By Daniel Hunter

Over half of retailers (51%) report online sales growth of 25 per cent or more per year, and 79 per cent of retailers have seen sizing become more of an issue as they sell more online, according to a survey of retail industry professionals carried out for Fits.me.

But only 65 per cent of respondents say that reducing returns is a key performance indicator (KPI) for their business.

Four in ten retailers report that customer inability to identify which size to buy is a major barrier to conversion online. Thirty eight per cent of respondents indicate that selling multiple brands with inconsistent sizing standards mean that sizing was “much more of an issue”, with vanity sizing cited as being behind fit issues by 15 per cent of respondents.

“A significant majority of retailers are evidently recognising that they must tackle the issue of returns, as it is costs them substantial amounts of money," Heikki Haldre, founder and chief executive of Fits.me, said.

"But it is a disturbingly large minority that still does not see the reduction of returns as worthy of being a KPI.

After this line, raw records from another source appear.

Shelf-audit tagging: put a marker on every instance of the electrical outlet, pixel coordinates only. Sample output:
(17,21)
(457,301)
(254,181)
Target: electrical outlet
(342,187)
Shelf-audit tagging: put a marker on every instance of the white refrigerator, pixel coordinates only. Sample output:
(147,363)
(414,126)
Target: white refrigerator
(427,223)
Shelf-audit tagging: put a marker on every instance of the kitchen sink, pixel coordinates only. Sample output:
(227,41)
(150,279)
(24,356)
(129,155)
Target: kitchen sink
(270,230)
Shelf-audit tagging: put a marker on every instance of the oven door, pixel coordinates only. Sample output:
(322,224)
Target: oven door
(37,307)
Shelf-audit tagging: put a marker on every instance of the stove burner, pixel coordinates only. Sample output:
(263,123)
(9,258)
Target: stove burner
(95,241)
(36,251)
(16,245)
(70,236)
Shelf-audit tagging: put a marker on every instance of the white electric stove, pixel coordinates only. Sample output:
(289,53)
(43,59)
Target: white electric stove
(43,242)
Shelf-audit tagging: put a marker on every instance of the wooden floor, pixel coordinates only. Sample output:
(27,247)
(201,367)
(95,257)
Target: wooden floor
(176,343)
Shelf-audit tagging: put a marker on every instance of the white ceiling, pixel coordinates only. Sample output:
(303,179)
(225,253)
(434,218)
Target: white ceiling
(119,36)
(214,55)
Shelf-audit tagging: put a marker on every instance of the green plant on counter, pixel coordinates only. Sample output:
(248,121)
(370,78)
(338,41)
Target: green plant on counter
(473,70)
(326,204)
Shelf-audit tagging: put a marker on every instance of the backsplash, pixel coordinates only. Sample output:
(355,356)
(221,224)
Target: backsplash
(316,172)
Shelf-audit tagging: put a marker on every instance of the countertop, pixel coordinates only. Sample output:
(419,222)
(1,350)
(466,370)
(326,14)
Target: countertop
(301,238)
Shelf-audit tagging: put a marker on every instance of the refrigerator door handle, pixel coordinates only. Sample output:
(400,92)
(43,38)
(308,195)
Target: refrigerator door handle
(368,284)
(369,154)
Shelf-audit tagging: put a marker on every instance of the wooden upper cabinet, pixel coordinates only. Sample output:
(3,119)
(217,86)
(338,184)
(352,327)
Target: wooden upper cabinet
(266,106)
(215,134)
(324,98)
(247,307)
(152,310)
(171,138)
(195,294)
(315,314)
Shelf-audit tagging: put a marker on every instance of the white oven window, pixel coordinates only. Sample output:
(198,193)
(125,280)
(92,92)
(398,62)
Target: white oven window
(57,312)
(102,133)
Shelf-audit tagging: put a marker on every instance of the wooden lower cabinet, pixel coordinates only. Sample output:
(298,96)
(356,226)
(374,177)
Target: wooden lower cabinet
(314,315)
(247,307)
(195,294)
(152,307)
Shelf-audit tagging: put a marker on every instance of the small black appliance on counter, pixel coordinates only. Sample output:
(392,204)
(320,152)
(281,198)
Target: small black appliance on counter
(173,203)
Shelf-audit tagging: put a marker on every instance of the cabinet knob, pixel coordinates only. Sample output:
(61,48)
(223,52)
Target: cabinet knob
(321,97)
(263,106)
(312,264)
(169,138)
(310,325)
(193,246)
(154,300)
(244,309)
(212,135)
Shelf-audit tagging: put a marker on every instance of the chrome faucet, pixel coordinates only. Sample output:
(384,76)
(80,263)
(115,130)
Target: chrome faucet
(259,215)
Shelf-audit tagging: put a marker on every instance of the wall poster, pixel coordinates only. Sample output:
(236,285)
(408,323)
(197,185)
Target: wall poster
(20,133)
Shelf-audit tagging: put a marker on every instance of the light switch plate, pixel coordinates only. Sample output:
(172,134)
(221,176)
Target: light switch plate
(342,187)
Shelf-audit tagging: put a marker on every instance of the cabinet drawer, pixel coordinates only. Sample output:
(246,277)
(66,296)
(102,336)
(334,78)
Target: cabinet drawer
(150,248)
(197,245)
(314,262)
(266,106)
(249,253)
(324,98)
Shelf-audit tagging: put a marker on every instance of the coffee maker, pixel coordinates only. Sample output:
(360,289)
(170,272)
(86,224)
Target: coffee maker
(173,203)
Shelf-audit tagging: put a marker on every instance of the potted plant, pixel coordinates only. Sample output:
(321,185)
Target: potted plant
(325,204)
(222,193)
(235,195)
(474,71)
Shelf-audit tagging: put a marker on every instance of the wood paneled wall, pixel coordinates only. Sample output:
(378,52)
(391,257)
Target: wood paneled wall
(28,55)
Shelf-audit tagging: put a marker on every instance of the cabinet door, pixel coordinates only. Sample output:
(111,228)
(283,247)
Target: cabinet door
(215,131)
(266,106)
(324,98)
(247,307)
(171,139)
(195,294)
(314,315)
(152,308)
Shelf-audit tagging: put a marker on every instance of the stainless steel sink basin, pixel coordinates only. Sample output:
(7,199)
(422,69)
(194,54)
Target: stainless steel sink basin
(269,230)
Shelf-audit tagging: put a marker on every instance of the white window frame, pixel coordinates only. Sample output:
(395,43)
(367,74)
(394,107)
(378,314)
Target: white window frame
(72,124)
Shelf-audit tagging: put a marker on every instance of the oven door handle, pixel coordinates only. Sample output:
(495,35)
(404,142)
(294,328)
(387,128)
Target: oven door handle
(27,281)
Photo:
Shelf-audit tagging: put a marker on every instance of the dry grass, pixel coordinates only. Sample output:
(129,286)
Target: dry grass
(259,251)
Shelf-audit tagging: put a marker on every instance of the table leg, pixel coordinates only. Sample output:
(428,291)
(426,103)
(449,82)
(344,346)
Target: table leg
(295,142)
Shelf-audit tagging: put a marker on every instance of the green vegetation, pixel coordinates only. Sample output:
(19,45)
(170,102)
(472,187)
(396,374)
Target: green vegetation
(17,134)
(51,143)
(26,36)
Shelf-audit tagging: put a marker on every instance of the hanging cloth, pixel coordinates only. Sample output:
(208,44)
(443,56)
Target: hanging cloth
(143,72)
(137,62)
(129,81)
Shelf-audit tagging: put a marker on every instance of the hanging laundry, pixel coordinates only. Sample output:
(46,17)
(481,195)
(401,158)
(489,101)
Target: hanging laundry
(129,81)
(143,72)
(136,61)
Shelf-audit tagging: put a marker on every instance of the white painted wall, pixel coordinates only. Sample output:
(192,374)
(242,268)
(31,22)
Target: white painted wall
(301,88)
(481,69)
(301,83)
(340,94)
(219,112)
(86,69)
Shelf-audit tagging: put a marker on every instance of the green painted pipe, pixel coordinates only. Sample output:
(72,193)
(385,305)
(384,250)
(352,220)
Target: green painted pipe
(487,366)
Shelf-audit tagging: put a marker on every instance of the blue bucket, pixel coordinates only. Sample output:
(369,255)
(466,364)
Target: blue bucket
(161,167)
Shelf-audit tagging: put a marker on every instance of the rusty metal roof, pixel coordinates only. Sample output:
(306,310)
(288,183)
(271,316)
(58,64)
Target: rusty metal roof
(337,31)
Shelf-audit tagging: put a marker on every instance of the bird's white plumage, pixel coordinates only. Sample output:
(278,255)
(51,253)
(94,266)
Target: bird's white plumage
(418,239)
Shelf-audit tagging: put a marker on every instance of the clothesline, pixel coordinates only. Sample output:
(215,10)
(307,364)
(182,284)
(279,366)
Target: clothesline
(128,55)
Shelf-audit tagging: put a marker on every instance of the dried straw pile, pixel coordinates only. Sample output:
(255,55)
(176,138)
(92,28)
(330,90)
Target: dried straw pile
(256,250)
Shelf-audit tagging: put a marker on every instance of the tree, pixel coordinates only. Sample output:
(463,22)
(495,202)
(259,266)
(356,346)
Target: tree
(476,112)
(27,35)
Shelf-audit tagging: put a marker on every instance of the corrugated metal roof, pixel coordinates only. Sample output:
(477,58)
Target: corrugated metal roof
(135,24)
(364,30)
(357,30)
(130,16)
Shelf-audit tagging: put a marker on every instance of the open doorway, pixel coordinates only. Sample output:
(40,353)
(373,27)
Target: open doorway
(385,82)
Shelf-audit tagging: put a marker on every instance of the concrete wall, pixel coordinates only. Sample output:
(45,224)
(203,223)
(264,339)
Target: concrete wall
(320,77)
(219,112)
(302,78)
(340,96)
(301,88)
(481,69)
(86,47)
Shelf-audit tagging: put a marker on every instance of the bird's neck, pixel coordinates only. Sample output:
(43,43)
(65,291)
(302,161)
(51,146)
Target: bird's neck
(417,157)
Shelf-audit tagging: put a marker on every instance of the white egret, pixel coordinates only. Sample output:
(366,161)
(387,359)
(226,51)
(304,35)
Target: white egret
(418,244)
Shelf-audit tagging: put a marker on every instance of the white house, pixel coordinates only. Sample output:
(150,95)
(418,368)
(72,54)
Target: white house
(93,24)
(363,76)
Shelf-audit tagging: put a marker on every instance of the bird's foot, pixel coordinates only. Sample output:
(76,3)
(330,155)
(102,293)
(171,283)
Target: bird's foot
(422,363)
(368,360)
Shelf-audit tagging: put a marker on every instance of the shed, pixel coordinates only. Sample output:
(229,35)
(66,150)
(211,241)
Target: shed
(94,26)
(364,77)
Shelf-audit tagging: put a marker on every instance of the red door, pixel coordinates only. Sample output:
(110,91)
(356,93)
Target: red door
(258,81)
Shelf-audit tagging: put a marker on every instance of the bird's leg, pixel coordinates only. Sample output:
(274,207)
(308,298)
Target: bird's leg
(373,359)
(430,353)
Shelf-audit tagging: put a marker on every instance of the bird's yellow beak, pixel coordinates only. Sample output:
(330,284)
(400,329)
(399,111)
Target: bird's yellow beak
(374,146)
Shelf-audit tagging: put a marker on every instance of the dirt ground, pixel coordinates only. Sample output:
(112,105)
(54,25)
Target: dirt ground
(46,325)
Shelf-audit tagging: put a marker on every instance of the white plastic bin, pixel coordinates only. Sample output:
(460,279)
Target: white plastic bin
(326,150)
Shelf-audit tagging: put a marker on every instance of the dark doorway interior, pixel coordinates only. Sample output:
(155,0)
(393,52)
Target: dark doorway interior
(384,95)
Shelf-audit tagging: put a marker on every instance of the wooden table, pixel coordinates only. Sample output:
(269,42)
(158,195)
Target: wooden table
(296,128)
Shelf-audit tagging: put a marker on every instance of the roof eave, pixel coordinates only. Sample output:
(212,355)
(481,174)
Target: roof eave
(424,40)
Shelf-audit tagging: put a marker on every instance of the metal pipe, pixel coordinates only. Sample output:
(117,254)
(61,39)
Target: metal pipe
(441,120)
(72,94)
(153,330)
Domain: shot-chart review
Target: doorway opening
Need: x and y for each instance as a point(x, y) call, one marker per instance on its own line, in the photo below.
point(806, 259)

“E-commerce performance is not just about increasing web-based sales volumes or values; it is also about ensuring that products stay sold. There’s no point in striving to push garments out of the front door while 20 per cent of them sneak back in through the back door."

Christmas and New Year, as always, will be a particularly challenging time for retailers. In a separate consumer survey commissioned by Fits.me2 earlier this year, it was reported that over half (57%) of people are given clothes that don’t fit — which will surely contribute to returns rates that can reach 70 per cent during January.

Each return comes at substantial cost to retailers, which often choose to pay for postage and repackaging of unwanted items, and must handle re-warehousing of a garment once it arrives back. Retailers must also factor in the probability of a reduced resale price and deal with the fallout from disappointed customers.